Rumors of Epstein's connections to the Mossad have been floating for years. But former Israeli spy Ari Ben-Menashe said they are all true.
"Mr Epstein was the simple idiot who was going around providing girls to all kinds of politicians in the United States," he previously said. "See, f------ around is not a crime. It could be embarrassing, but it’s not a crime.

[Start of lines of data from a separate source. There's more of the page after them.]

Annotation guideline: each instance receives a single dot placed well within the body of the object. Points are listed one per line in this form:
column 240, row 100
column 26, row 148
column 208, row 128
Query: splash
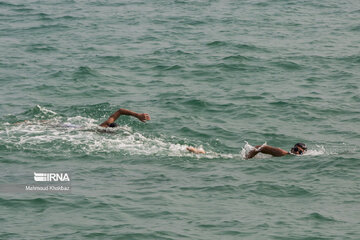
column 82, row 134
column 247, row 148
column 318, row 150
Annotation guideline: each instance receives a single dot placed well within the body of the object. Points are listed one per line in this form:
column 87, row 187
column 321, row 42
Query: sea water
column 220, row 75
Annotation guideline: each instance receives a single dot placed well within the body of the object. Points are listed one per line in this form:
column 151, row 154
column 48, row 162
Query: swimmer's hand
column 195, row 150
column 143, row 117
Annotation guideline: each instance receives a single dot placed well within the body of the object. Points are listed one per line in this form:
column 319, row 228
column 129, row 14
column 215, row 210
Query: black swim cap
column 302, row 145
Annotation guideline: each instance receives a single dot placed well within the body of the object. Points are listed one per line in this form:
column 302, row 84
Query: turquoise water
column 222, row 75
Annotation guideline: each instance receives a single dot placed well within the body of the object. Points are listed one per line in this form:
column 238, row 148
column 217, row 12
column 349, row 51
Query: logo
column 51, row 177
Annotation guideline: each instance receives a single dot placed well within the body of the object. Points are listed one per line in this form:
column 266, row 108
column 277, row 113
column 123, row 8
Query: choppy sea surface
column 223, row 75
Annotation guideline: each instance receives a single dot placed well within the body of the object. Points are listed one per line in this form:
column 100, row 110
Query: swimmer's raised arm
column 141, row 116
column 276, row 152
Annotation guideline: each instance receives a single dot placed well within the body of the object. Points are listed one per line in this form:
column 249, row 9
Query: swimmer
column 110, row 122
column 298, row 149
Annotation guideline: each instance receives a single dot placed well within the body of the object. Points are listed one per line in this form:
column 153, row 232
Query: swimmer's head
column 299, row 149
column 113, row 125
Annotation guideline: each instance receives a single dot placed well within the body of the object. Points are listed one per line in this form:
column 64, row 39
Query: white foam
column 58, row 134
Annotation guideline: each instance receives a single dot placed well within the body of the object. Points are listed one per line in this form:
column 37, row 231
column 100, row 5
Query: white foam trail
column 315, row 152
column 81, row 134
column 45, row 110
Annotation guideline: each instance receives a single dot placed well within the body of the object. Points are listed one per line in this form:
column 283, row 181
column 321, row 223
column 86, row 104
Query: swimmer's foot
column 195, row 150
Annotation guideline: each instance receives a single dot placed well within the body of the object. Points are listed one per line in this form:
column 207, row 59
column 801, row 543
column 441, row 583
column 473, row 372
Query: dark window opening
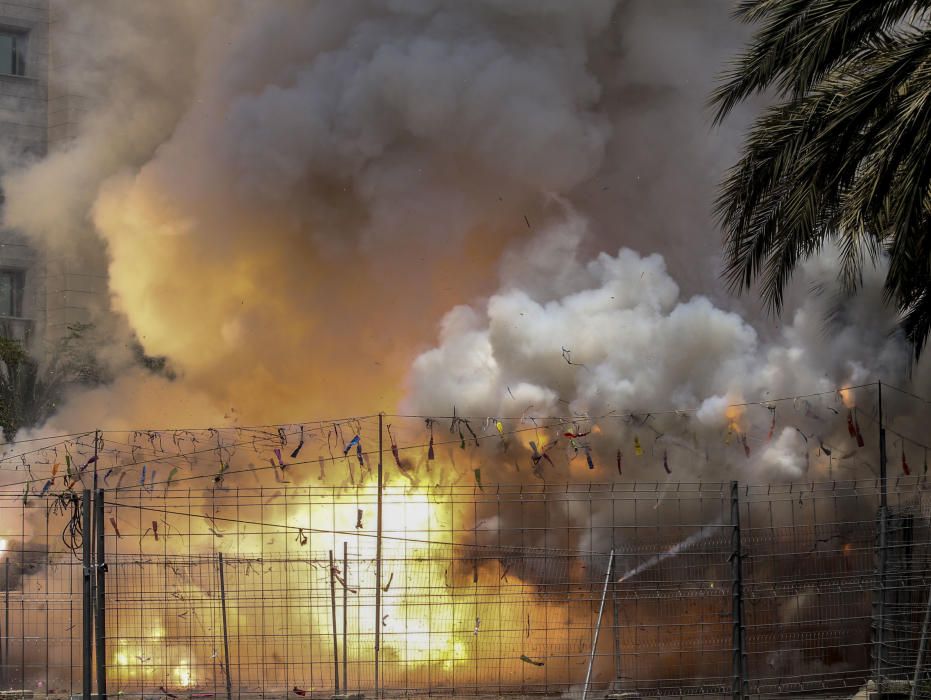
column 12, row 283
column 12, row 53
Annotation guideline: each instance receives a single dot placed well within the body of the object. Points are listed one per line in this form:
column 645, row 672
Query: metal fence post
column 739, row 682
column 87, row 601
column 100, row 623
column 919, row 661
column 226, row 638
column 879, row 616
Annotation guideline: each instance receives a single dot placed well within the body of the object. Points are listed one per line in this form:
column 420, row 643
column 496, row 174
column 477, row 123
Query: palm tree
column 843, row 155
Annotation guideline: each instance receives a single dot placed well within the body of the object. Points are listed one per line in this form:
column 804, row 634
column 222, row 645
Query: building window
column 12, row 283
column 12, row 52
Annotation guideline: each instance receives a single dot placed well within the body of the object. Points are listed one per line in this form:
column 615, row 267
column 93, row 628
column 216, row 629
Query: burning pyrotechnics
column 476, row 233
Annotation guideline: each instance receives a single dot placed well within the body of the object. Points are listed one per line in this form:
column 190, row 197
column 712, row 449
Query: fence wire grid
column 706, row 589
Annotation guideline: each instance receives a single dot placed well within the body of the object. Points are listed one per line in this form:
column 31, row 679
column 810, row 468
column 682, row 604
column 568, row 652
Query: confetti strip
column 527, row 660
column 352, row 443
column 300, row 445
column 431, row 455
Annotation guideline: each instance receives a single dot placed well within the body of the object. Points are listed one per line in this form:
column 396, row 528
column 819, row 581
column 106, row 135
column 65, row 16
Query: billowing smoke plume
column 291, row 196
column 282, row 187
column 612, row 342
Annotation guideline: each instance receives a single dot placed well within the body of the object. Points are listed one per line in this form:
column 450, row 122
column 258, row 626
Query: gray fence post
column 100, row 623
column 226, row 637
column 739, row 670
column 87, row 626
column 879, row 602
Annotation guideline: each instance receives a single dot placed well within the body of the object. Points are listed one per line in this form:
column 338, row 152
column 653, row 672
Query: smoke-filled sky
column 317, row 209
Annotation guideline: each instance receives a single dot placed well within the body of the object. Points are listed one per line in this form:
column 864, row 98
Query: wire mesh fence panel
column 765, row 590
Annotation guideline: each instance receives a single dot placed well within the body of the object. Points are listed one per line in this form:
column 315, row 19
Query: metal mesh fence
column 765, row 590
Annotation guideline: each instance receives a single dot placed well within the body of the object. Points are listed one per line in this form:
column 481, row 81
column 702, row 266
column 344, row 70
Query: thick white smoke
column 612, row 336
column 291, row 195
column 318, row 176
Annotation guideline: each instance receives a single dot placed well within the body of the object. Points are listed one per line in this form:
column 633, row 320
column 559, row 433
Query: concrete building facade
column 41, row 294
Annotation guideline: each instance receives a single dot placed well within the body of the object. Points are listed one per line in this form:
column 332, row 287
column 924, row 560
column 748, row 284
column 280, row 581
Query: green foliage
column 30, row 391
column 844, row 154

"But f------ a fourteen-year-old girl is a crime. And he was taking photos of politicians f------ fourteen-year-old girls – if you want to get it straight. They would just blackmail people, they would just blackmail people like that."
'The Honeytrap'


Israel has never confirmed an assassination through strangling.
"Epstein was sort of flying very important people around the world, providing young girls for some of them," said author Martin Dillon, after conversations with sources in the Mossad. "Building files. It's how the intelligence services work."
"They call it the honeytrap," Dillon said, referring to the time-honored intelligence practice of spies using the lure of sex to entrap targets.
According to a 1975 Washington Post report: "The CIA possibly got the idea from the Russians, who have long used sex blackmail to entrap Westerners into spying for them."
CIA reps told reporters that they had never heard of the tactic, but in his exposé, Howard contends: "For Epstein, the playbook was already written."